Sand dredging is a notorious activity that uses heavy machinery to extract sand from the ocean floor. For decades this technique has been threatening the ecosystem in the Sound, a strait shared by Denmark and Sweden. It also occurs on shallow sandbanks along the entire Danish coast. In the Sound, dredging is not permitted in Swedish waters, but in Denmark, poor regulation and short-term economic interests have led to serious damage to the seabed and the marine life there, in areas that are feeding and nursery grounds for popular species, such as cod and plaice. According to International Council for the Exploration of the Sea (ICES), the recovery time frame of intense sand dredging areas varies from more than 10 years to “never”. Such a “never” scenario can be seen in Lomma Bay in Sweden, where the area was last dredged in the 1950s and sadly has not recovered.
Binding legal obligations in Europe through the European Common Fisheries Policy (CFP)
In Europe, the Common Fisheries Policy recognises the importance of EFHs, and most importantly, their effective protection to contribute to rebuilding and exploiting fish stocks sustainably by 2020. This a legal target to be reached before 2020, at the latest. Specifically, Article 8 of the CFP recognises the importance of Fish Stock Recovery Areas (FSRAs) to achieve this.

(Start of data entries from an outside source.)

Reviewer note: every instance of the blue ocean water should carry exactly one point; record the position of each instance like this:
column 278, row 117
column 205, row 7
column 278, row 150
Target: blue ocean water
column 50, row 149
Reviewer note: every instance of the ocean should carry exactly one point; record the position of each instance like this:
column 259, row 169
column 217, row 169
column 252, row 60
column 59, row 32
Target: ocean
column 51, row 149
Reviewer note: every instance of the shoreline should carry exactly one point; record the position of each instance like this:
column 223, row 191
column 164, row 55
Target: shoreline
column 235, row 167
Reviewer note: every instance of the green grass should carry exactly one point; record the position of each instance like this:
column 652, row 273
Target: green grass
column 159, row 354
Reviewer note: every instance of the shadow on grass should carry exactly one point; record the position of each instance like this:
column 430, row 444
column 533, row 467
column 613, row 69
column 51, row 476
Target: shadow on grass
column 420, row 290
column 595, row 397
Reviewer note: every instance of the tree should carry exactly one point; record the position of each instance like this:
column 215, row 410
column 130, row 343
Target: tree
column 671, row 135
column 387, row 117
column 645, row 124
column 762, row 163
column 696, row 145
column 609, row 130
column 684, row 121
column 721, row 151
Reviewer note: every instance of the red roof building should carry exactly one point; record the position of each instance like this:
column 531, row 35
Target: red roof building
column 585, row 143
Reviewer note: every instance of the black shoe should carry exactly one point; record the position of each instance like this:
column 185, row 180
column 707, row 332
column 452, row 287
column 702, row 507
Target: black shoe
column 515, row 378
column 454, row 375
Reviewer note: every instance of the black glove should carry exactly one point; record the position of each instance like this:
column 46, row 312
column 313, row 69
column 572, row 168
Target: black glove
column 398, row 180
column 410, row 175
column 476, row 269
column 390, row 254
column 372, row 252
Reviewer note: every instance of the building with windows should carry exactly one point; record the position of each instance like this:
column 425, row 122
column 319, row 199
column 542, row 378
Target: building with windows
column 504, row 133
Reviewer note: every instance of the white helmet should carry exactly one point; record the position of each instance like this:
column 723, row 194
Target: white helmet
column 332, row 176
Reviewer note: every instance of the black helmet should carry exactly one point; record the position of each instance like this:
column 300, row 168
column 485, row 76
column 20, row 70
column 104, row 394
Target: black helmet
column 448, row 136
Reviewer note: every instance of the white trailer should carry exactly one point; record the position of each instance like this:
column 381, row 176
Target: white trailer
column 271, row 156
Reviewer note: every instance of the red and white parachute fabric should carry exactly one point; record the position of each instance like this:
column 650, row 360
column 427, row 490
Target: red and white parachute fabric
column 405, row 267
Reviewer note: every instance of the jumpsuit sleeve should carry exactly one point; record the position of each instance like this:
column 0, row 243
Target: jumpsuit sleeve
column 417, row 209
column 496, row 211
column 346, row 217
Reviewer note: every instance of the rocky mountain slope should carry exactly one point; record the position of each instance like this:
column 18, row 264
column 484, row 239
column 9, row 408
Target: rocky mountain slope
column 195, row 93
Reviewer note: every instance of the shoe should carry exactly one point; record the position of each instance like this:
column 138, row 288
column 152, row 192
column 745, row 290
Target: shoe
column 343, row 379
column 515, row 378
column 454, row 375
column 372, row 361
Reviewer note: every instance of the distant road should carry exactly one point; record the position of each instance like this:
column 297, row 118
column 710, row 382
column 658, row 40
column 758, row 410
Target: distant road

EU Member States are required to identify suitable areas essential to the fish life cycle based and to call on the European Commission to propose the protection of such areas from harmful fishing impacts. Finally, paragraph 3 of Article 8 shows it is the responsibility of the European Commission to integrate steps to protect EHFs under fisheries multi-annual plans.
Call on decision-makers to include Essential Fish Habitats in fisheries multiannual management plans
But in order to turn science into reality, we need good management. That's why EFHs need to be implemented in the context of multiannual management plans (MAP) that set clear stock recovery objectives. The EU is still far from implementing an ecosystem approach to fisheries management. So-called fish stock recovery areas (FRSAs) have unjustifiably received little political attention, and very little progress has happened so far, despite considerable scientific work conducted and invested over the years (Marea; MediSeH; Mantis; Balance; EFH-GIS; MaPACo).
The protection of EFHs through establishing FRSAs, a conservation measure described in Article 10 of the CFP, has not yet been included multiannual management plans for the Baltic and the North Sea but has been included in the Strait of Sicily, where 3 fish nursery areas have been protected.
In April 2016, Oceana carried out an at-sea expedition in the Sound and was the first NGO that systematically surveyed the dredged areas with an underwater robot camera. Over the last years, support from civil society and politicians to ban sand dredging in the Sound has increased. Following Oceana’s work there, Danish opposition political parties presented a proposal to stop sand dredging in the Sound in May 2016.
In 2011, Oceana launched a proposal (the Oceana MedNet project) for the first comprehensive network of MPAs for the Mediterranean. The proposal includes a variety of sites, such as seamounts, canyons, banks, mud volcanoes-features – all of which are connected to essential fish habitats, which need proper protection.